Leave-taking is the natural rhythm of my family. It’s the way of refugees, which we four became after the Vietnam War ended.

The first place we land is the first place we leave in the United States is California because we don’t know anyone there. Then we leave Houma, a town so tiny in Louisiana that I still describe it as “near New Orleans.” Dad barely made a living on the shrimping boats and came home reeking every night.

We settled in Florida for a bit because we could grow the same bitter melon and milkfruit there that we did in Vietnam, but the leaving never stopped.

This leave-taking is the natural rhythm of my family. It’s the way of mothers, which I never understood until I became my own mother.

Mom had periods every few years when she went silent. She was a storm we couldn’t forecast. She did not make any announcements but acted like she was going to run an errand or go to Ba Noi’s house. Then she just didn’t come home for a few days.

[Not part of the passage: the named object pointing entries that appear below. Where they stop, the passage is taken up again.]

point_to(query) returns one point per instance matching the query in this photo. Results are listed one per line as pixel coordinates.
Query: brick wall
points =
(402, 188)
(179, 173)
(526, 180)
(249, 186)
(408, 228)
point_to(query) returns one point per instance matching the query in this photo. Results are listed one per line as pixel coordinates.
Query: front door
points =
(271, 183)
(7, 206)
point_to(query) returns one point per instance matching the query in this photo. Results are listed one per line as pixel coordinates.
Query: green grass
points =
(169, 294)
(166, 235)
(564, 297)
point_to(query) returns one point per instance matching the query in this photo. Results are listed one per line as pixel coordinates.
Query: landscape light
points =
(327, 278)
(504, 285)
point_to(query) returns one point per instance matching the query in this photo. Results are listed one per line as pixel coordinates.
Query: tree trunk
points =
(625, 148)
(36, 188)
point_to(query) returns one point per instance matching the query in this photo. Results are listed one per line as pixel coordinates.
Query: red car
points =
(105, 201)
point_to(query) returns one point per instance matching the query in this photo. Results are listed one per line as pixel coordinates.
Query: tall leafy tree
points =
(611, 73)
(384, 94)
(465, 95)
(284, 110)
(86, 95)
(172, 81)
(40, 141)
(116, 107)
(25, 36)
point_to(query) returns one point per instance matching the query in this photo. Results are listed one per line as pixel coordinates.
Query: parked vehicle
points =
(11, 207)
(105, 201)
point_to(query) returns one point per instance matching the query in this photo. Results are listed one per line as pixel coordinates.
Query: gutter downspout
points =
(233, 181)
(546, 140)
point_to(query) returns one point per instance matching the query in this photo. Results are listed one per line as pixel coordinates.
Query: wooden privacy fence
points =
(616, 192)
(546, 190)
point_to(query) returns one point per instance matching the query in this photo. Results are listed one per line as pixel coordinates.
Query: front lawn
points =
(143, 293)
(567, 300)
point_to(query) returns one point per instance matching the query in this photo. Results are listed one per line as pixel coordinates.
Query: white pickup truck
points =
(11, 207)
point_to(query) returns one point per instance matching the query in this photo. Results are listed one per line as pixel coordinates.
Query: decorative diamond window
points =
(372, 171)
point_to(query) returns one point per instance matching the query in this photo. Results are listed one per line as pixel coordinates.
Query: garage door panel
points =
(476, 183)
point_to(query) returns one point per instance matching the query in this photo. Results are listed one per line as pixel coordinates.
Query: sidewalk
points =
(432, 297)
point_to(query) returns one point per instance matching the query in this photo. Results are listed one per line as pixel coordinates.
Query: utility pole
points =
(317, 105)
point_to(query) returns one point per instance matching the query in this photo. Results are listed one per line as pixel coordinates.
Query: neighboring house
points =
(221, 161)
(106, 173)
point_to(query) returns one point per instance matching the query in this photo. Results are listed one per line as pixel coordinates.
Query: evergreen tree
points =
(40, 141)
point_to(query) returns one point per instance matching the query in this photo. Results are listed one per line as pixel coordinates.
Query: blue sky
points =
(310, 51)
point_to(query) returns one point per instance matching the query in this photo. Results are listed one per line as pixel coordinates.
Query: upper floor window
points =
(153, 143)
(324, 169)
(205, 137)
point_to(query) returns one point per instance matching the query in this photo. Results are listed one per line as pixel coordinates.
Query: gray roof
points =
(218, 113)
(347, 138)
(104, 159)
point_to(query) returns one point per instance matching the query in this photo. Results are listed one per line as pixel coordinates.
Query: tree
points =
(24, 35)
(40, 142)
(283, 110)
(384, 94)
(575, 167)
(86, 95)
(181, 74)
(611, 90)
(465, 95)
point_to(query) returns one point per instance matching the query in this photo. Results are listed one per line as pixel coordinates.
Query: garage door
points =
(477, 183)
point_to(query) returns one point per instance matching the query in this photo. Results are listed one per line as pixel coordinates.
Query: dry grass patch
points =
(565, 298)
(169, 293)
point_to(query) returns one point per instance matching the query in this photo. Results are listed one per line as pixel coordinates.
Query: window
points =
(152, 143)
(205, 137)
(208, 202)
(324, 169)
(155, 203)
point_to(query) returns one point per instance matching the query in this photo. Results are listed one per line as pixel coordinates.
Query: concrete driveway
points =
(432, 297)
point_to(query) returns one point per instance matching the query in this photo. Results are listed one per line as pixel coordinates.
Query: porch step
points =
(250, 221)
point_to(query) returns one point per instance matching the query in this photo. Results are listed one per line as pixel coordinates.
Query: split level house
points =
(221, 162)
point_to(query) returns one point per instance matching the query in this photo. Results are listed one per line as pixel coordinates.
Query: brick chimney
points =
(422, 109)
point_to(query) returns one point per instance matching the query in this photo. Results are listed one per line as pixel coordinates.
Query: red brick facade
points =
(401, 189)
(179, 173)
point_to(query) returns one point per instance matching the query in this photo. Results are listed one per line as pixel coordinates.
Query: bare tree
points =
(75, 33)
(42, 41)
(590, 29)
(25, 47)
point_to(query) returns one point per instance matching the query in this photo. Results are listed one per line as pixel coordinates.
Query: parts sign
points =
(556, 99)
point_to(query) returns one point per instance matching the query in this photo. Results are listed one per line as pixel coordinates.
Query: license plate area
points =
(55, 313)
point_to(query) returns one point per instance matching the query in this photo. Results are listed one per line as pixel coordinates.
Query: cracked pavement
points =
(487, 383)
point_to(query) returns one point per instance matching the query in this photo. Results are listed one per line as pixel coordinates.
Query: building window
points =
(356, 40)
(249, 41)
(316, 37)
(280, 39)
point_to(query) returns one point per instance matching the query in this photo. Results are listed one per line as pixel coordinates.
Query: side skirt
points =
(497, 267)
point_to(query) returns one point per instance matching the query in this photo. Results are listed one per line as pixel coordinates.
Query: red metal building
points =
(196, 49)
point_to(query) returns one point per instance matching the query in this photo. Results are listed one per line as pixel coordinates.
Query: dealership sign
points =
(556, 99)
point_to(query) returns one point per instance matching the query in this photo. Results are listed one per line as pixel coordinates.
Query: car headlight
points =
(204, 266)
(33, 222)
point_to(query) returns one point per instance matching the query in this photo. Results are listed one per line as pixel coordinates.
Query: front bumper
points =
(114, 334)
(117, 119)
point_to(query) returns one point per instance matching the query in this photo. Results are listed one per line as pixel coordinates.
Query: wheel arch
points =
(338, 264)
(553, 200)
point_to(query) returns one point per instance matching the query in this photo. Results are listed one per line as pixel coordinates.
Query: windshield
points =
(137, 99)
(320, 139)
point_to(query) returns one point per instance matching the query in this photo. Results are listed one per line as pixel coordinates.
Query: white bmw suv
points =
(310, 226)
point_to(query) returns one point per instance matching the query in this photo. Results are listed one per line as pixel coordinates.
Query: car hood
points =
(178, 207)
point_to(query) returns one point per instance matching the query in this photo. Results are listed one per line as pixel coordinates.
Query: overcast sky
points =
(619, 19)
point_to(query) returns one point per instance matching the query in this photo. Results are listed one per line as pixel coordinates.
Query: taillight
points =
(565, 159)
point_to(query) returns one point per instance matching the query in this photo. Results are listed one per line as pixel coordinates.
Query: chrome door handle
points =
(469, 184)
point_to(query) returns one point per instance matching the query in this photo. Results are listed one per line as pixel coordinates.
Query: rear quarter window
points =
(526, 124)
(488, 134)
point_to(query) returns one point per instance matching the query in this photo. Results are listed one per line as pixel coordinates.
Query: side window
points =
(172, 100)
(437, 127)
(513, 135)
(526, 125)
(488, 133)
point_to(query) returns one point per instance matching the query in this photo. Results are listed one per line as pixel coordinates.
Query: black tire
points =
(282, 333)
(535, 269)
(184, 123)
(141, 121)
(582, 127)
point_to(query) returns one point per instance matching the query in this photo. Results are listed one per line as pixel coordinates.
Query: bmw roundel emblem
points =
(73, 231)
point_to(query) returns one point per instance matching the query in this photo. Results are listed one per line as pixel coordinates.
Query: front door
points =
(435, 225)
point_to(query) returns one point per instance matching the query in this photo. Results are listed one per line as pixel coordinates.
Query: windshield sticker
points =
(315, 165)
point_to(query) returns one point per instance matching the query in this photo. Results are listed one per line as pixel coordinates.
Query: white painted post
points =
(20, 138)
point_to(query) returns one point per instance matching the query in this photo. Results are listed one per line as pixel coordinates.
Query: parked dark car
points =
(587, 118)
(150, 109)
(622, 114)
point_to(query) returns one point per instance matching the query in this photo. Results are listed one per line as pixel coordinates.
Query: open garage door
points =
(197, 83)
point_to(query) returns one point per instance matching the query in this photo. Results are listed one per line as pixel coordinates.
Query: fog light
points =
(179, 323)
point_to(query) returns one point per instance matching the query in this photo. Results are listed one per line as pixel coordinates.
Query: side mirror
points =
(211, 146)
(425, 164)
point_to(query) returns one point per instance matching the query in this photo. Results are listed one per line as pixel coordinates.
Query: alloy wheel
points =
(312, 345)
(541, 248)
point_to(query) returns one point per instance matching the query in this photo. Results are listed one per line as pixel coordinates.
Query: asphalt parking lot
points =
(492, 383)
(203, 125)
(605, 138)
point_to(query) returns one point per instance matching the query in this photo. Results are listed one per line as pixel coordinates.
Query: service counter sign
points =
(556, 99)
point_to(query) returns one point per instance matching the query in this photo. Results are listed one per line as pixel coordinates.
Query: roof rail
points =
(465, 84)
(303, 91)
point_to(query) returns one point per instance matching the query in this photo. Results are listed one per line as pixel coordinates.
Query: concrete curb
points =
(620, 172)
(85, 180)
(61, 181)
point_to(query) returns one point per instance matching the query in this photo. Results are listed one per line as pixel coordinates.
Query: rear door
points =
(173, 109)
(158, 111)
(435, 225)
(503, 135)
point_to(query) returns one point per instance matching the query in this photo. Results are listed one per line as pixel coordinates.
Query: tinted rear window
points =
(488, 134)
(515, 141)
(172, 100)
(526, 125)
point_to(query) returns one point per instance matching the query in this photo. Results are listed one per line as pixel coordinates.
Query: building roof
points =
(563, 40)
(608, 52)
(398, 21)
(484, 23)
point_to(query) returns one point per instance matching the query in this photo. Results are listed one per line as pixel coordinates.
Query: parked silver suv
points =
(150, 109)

Did I worry about her when she was gone? Did I miss her? Did I know, somewhere beyond knowing, that she was going to come back? She did not have to come back. She was always beautiful, and she was the one who knew how to do the important things: the caring, the laundering, the feeding, the sheltering. She could have made a new family, or she could have gone it alone, not have to hand her weekly paycheck to any man, slice apples for children to snack on, or pretend to smile when our restaurant customers complimented her on her English. She could have been gloriously invisible, untethered.

I can’t distinguish these fantasies I have for her from my own.

I learned from my parents that you leave to survive. I don’t think I will leave my children or my husband, but how can I know for sure? What do I really know of disaster?

My leaving is less significant than theirs in every way, but it is also how I survive. When I am 17, I move out of my parents’ house. I don’t speak to my father for a few years, not until I am financially independent.

And every couple of weeks, when I speak to my mom on the phone, I hang up on her in the middle of a conversation. I am 41 years old, and I am still having to find a way out. During one particularly circuitous and brutal conversation recently, she asked me, “why do you have to be this way?” My response: This is what you’ve taught me.

But now I am in my 20th year in Maryland. I have taught in schools here, my children were born here. We were refugees who have finally found refuge here. I could leave at any minute, but I am still here, and maybe that choice makes all the difference.